Le privilège est une autre approche où l’enseignant, cette fois, est  conscient que le sujet est controversé et qu’il existe plusieurs points de vue. Cependant, il se laisse emporter par une seule version en laquelle il croit la sincérité et l’évidence. D’après Hess (2005), c’est souvent le cas des enseignants, très activistes, œuvrant pour la justice sociale, l’égalité et l’anti-oppression. Bien que le sujet soit controversé, ces enseignants pensent qu’il existe une et une seule réponse objective à la question et nient les autres considérations. Dans leur enseignement, ils cherchent à ce que les élèves adoptent la même interprétation. La différence avec le déni est qu’au moins ils acceptent la nature controversée de l’enjeu.

L’évitement : cette approche utilisée pour aborder un enjeu social ou politique controversé consiste à éviter, à tout prix, le sujet. L’enseignant est conscient de la controverse, mais en même temps, ils pensent qu’aborder un tel sujet dans leur classe pourrait occasionner des confrontations avec les élèves, les parents, la direction de l’école ou les autres intervenants.

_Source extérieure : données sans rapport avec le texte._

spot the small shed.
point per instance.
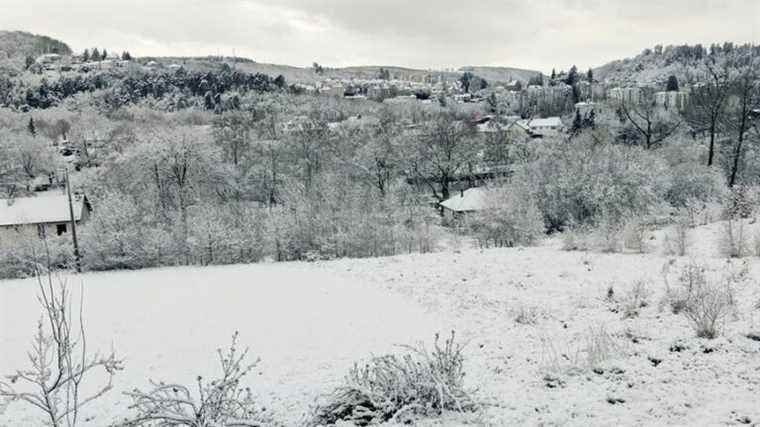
(47, 214)
(467, 201)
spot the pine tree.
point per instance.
(577, 122)
(672, 85)
(31, 127)
(572, 76)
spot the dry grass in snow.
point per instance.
(552, 337)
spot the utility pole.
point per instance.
(77, 261)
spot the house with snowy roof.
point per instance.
(466, 202)
(48, 215)
(538, 128)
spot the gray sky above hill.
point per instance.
(415, 33)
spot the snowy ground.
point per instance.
(529, 316)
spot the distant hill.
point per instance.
(653, 66)
(501, 74)
(22, 44)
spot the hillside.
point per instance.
(502, 74)
(21, 44)
(306, 75)
(653, 66)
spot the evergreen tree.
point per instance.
(590, 120)
(577, 122)
(31, 127)
(672, 85)
(572, 76)
(493, 103)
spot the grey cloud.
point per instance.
(424, 34)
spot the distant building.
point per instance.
(467, 201)
(585, 107)
(629, 95)
(48, 215)
(538, 128)
(675, 100)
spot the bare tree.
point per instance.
(442, 153)
(232, 131)
(707, 103)
(649, 121)
(222, 402)
(744, 99)
(60, 360)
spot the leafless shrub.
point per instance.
(577, 239)
(733, 240)
(594, 348)
(420, 382)
(636, 299)
(634, 236)
(61, 364)
(525, 315)
(221, 402)
(677, 239)
(599, 347)
(607, 237)
(705, 300)
(756, 244)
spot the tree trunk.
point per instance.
(711, 151)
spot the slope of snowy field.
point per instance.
(532, 319)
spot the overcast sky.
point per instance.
(417, 33)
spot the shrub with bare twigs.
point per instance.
(222, 402)
(705, 299)
(62, 366)
(420, 382)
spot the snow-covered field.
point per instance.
(528, 315)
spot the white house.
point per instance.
(467, 201)
(48, 215)
(538, 128)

Souvent, ils ont une conviction personnelle face à cet enjeu et ont peur qu’ils ne puissent pas l’enseigner de façon équitable. Ils préfèrent alors éviter le sujet ou l’aborder de manière très neutre!

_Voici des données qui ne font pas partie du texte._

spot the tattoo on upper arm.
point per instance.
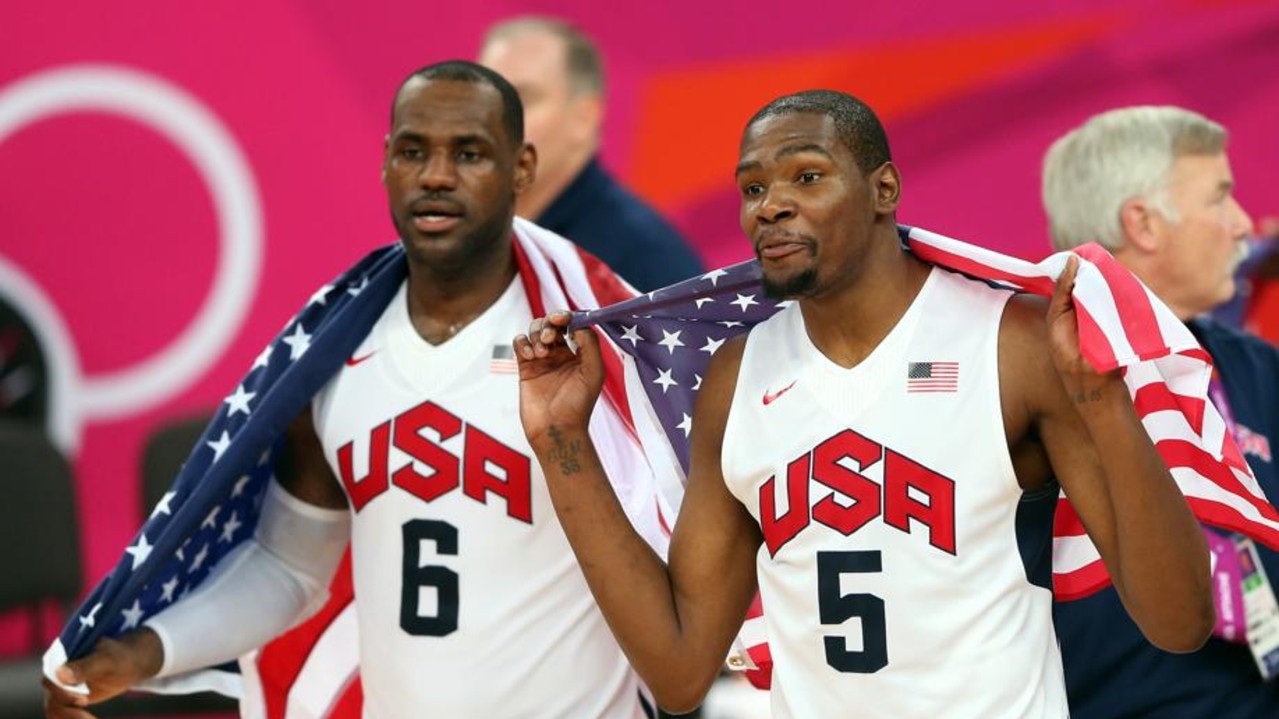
(1085, 397)
(567, 452)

La quatrième et dernière approche est la balance. Celle-ci consiste à reconnaître fermement la nature controversée d’un sujet et l’aborder sans favoriser telle ou telle perspective. Dans son enseignement, même si l’enseignant exprime lui-même sa position, celle-ci est prise dans un ensemble d’autres points de vue de ses élèves. Il cherche à faciliter l’expression des différents points de vue et à les balancer pour se positionner finalement après une audition équitable.

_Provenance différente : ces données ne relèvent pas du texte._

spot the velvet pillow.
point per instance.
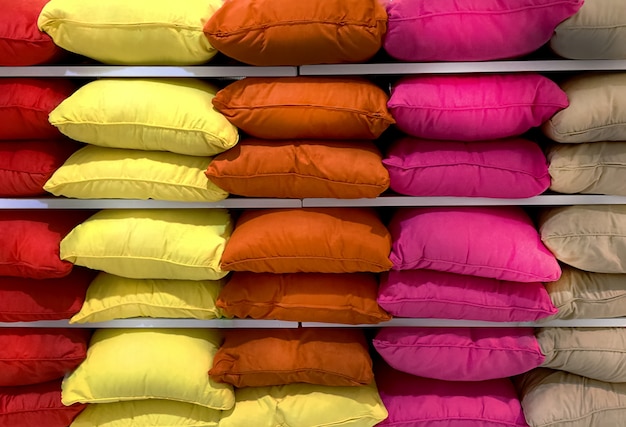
(493, 241)
(36, 405)
(510, 168)
(597, 31)
(474, 107)
(36, 355)
(25, 104)
(21, 42)
(30, 300)
(267, 357)
(435, 294)
(281, 32)
(448, 30)
(300, 169)
(306, 107)
(420, 402)
(25, 166)
(460, 354)
(308, 240)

Ces différentes approches ont des forces et des faiblesses. Bien sûr que, pour que les élèves puissent arrimer les objets historiques à l’éducation à la citoyenneté, l’enseignant soit invité de procéder par un enseignement explicite afin d’aider ses élèves à établir des liens ou à corroborer certains faits. Ainsi, les trois premières approches peuvent aider dans la modélisation mais leur dominance ou leur usage abusif peut conduire à l’endoctrinement ou canoniser certaines perspectives. Comme le suggère le programme de formation de l’école québécoise, au lieu de nier l’existence de plusieurs points de vue (le déni) ou de privilégier un seul point de vue, celui de l’enseignant notamment (le privilège), il est en effet suggéré de présenter les multiples positions et laisser les élèves décider de ce qui leur convient (la balance). Les enseignants qui choisissent de survoler certains thèmes et de laisser de côté certains aspects plus sensibles devraient faire un effort de plus afin de permettre aux élèves d’exercer et de construire leur pensée critique.